El nieto del hombre sabio no puede no saber que abre su vida en Londres con la muerte a cuestas. No en el alma. El nieto del hombre que diseccionó el alma como nudo silencioso de oscuros deseos, ese niño de once años con la tragedia centroeuropea a cuestas y con toda su inteligencia, sabe ya que la muerte se lleva siempre en el cuerpo. En la mandíbula del impecable abuelo, por ejemplo. Todo es cuerpo. Tanto más espiritual cuanto más abyecto. Y tanto más sagrado cuanto más en el límite de lo insoportable. Los grandes de la pintura barroca habían sabido eso: y sus Cristos, y sus santos, y sus mártires, pero también sus bueyes desollados, son desgarradas elegías al lugar pútrido en el que Dios y horror son lo mismo: carne y sangre.
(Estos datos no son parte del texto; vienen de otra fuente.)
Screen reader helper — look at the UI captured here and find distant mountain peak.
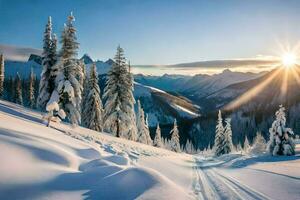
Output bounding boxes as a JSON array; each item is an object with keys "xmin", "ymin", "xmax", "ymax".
[
  {"xmin": 81, "ymin": 54, "xmax": 93, "ymax": 64},
  {"xmin": 222, "ymin": 69, "xmax": 232, "ymax": 74},
  {"xmin": 105, "ymin": 58, "xmax": 114, "ymax": 65}
]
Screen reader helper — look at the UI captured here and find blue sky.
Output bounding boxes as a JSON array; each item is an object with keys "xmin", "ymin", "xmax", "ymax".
[{"xmin": 0, "ymin": 0, "xmax": 300, "ymax": 67}]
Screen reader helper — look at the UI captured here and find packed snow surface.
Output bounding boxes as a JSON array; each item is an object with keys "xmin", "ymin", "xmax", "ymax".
[
  {"xmin": 134, "ymin": 81, "xmax": 166, "ymax": 94},
  {"xmin": 0, "ymin": 100, "xmax": 299, "ymax": 200}
]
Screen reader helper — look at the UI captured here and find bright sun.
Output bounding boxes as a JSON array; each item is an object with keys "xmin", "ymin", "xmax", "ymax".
[{"xmin": 281, "ymin": 53, "xmax": 297, "ymax": 67}]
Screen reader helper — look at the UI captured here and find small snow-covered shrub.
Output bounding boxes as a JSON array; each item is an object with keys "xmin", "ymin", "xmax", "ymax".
[{"xmin": 250, "ymin": 132, "xmax": 266, "ymax": 154}]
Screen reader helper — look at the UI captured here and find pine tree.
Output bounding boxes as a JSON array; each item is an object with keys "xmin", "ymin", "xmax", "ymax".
[
  {"xmin": 48, "ymin": 12, "xmax": 83, "ymax": 125},
  {"xmin": 0, "ymin": 54, "xmax": 4, "ymax": 98},
  {"xmin": 78, "ymin": 59, "xmax": 86, "ymax": 90},
  {"xmin": 137, "ymin": 100, "xmax": 152, "ymax": 144},
  {"xmin": 81, "ymin": 63, "xmax": 103, "ymax": 131},
  {"xmin": 28, "ymin": 69, "xmax": 36, "ymax": 109},
  {"xmin": 243, "ymin": 136, "xmax": 250, "ymax": 154},
  {"xmin": 170, "ymin": 119, "xmax": 180, "ymax": 152},
  {"xmin": 37, "ymin": 16, "xmax": 57, "ymax": 110},
  {"xmin": 81, "ymin": 61, "xmax": 89, "ymax": 115},
  {"xmin": 267, "ymin": 105, "xmax": 295, "ymax": 156},
  {"xmin": 153, "ymin": 123, "xmax": 163, "ymax": 147},
  {"xmin": 236, "ymin": 143, "xmax": 243, "ymax": 153},
  {"xmin": 207, "ymin": 143, "xmax": 212, "ymax": 155},
  {"xmin": 185, "ymin": 140, "xmax": 194, "ymax": 154},
  {"xmin": 6, "ymin": 76, "xmax": 14, "ymax": 102},
  {"xmin": 103, "ymin": 46, "xmax": 137, "ymax": 139},
  {"xmin": 163, "ymin": 138, "xmax": 173, "ymax": 150},
  {"xmin": 223, "ymin": 118, "xmax": 233, "ymax": 154},
  {"xmin": 14, "ymin": 73, "xmax": 23, "ymax": 105},
  {"xmin": 250, "ymin": 132, "xmax": 267, "ymax": 154},
  {"xmin": 214, "ymin": 110, "xmax": 225, "ymax": 156}
]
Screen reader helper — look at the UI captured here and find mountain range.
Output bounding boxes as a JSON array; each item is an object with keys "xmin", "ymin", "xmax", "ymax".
[
  {"xmin": 3, "ymin": 53, "xmax": 201, "ymax": 127},
  {"xmin": 135, "ymin": 69, "xmax": 266, "ymax": 111}
]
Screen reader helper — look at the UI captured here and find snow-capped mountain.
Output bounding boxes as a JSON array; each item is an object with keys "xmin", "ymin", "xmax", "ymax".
[
  {"xmin": 81, "ymin": 53, "xmax": 94, "ymax": 64},
  {"xmin": 182, "ymin": 69, "xmax": 265, "ymax": 99},
  {"xmin": 201, "ymin": 66, "xmax": 300, "ymax": 111},
  {"xmin": 80, "ymin": 54, "xmax": 114, "ymax": 75},
  {"xmin": 135, "ymin": 69, "xmax": 266, "ymax": 102}
]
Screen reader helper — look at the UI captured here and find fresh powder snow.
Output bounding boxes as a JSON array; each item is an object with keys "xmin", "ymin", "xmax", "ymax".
[{"xmin": 0, "ymin": 100, "xmax": 299, "ymax": 200}]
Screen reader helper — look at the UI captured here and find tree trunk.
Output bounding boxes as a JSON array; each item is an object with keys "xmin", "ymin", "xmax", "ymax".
[{"xmin": 116, "ymin": 118, "xmax": 120, "ymax": 137}]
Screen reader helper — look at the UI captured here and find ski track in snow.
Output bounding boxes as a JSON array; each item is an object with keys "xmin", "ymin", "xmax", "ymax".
[{"xmin": 192, "ymin": 157, "xmax": 272, "ymax": 200}]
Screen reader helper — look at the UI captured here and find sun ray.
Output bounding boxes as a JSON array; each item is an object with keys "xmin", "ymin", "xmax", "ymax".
[
  {"xmin": 225, "ymin": 67, "xmax": 281, "ymax": 111},
  {"xmin": 280, "ymin": 67, "xmax": 289, "ymax": 101},
  {"xmin": 290, "ymin": 66, "xmax": 300, "ymax": 85}
]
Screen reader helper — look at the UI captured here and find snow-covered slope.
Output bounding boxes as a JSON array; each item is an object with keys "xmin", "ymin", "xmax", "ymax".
[
  {"xmin": 0, "ymin": 100, "xmax": 193, "ymax": 200},
  {"xmin": 0, "ymin": 100, "xmax": 299, "ymax": 200},
  {"xmin": 134, "ymin": 82, "xmax": 200, "ymax": 126}
]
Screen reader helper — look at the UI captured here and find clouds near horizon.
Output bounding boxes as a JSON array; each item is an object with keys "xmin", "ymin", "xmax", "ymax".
[{"xmin": 0, "ymin": 44, "xmax": 42, "ymax": 61}]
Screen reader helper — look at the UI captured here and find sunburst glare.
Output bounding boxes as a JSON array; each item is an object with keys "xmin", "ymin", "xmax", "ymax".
[{"xmin": 281, "ymin": 53, "xmax": 297, "ymax": 67}]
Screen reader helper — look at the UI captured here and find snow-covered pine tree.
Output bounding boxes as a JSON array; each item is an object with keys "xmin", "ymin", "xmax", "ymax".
[
  {"xmin": 163, "ymin": 138, "xmax": 171, "ymax": 150},
  {"xmin": 170, "ymin": 119, "xmax": 180, "ymax": 152},
  {"xmin": 37, "ymin": 16, "xmax": 57, "ymax": 110},
  {"xmin": 80, "ymin": 60, "xmax": 89, "ymax": 115},
  {"xmin": 6, "ymin": 76, "xmax": 14, "ymax": 102},
  {"xmin": 14, "ymin": 72, "xmax": 23, "ymax": 105},
  {"xmin": 236, "ymin": 143, "xmax": 243, "ymax": 154},
  {"xmin": 267, "ymin": 105, "xmax": 295, "ymax": 156},
  {"xmin": 207, "ymin": 143, "xmax": 212, "ymax": 155},
  {"xmin": 103, "ymin": 46, "xmax": 137, "ymax": 139},
  {"xmin": 214, "ymin": 110, "xmax": 225, "ymax": 156},
  {"xmin": 137, "ymin": 100, "xmax": 152, "ymax": 144},
  {"xmin": 250, "ymin": 132, "xmax": 266, "ymax": 154},
  {"xmin": 223, "ymin": 118, "xmax": 233, "ymax": 154},
  {"xmin": 48, "ymin": 12, "xmax": 83, "ymax": 125},
  {"xmin": 77, "ymin": 59, "xmax": 86, "ymax": 92},
  {"xmin": 185, "ymin": 140, "xmax": 193, "ymax": 154},
  {"xmin": 206, "ymin": 144, "xmax": 212, "ymax": 153},
  {"xmin": 153, "ymin": 123, "xmax": 163, "ymax": 147},
  {"xmin": 0, "ymin": 54, "xmax": 4, "ymax": 98},
  {"xmin": 28, "ymin": 69, "xmax": 36, "ymax": 109},
  {"xmin": 81, "ymin": 63, "xmax": 103, "ymax": 131},
  {"xmin": 243, "ymin": 136, "xmax": 251, "ymax": 154}
]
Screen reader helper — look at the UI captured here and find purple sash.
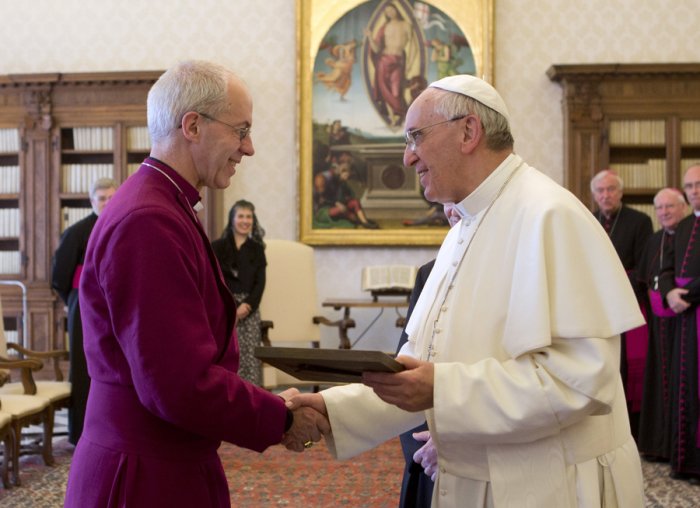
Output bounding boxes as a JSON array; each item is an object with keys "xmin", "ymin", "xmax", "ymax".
[
  {"xmin": 625, "ymin": 303, "xmax": 648, "ymax": 412},
  {"xmin": 624, "ymin": 270, "xmax": 648, "ymax": 412}
]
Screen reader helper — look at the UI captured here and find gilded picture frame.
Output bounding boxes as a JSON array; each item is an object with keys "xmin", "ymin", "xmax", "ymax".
[{"xmin": 297, "ymin": 0, "xmax": 495, "ymax": 245}]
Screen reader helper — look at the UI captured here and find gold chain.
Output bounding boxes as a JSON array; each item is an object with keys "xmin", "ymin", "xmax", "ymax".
[{"xmin": 425, "ymin": 160, "xmax": 524, "ymax": 361}]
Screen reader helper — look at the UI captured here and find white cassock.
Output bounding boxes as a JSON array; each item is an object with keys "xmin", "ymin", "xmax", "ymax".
[{"xmin": 321, "ymin": 154, "xmax": 646, "ymax": 508}]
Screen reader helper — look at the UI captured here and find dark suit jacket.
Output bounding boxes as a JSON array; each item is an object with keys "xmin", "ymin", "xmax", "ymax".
[{"xmin": 397, "ymin": 260, "xmax": 435, "ymax": 508}]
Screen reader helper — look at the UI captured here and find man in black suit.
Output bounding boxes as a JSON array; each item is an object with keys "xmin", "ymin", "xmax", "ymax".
[{"xmin": 591, "ymin": 169, "xmax": 653, "ymax": 438}]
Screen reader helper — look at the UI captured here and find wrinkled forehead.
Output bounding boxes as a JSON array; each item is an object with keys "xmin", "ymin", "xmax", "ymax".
[
  {"xmin": 684, "ymin": 166, "xmax": 700, "ymax": 184},
  {"xmin": 594, "ymin": 175, "xmax": 620, "ymax": 189},
  {"xmin": 405, "ymin": 89, "xmax": 440, "ymax": 130}
]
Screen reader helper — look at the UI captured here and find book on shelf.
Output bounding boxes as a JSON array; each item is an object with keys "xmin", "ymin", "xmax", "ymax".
[
  {"xmin": 127, "ymin": 126, "xmax": 151, "ymax": 150},
  {"xmin": 682, "ymin": 159, "xmax": 700, "ymax": 172},
  {"xmin": 0, "ymin": 166, "xmax": 20, "ymax": 194},
  {"xmin": 4, "ymin": 330, "xmax": 18, "ymax": 345},
  {"xmin": 71, "ymin": 127, "xmax": 114, "ymax": 151},
  {"xmin": 62, "ymin": 164, "xmax": 114, "ymax": 193},
  {"xmin": 0, "ymin": 128, "xmax": 19, "ymax": 153},
  {"xmin": 609, "ymin": 159, "xmax": 666, "ymax": 189},
  {"xmin": 609, "ymin": 120, "xmax": 665, "ymax": 146},
  {"xmin": 681, "ymin": 120, "xmax": 700, "ymax": 145},
  {"xmin": 362, "ymin": 265, "xmax": 417, "ymax": 292},
  {"xmin": 0, "ymin": 251, "xmax": 20, "ymax": 274},
  {"xmin": 62, "ymin": 207, "xmax": 93, "ymax": 232},
  {"xmin": 0, "ymin": 209, "xmax": 20, "ymax": 238},
  {"xmin": 127, "ymin": 163, "xmax": 141, "ymax": 177}
]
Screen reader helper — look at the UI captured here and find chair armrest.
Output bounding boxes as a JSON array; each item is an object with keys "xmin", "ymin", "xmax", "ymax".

El nieto se llama Lucian. Lucian Freud. Cruzará, en el Londres de los años sesenta, a otros que como él erigen al pintor en sacerdote de tinieblas. El más aterrador -pues el más grande- el Francis Bacon que, más que amigo, fue espejo. Y en las crucifixiones de uno, y en los amasijos de carne descompuesta -llamamos vida al peculiar modo que tiene el cuerpo de descomponerse- del otro, la pintura europea despliega su última verdad después de Auschwitz, después de la constancia -que el abuelo diseccionó veinte años antes- de que la carne que amamos es la carne que ansían todos los predadores. E idéntico nuestro deseo: desgarrarla.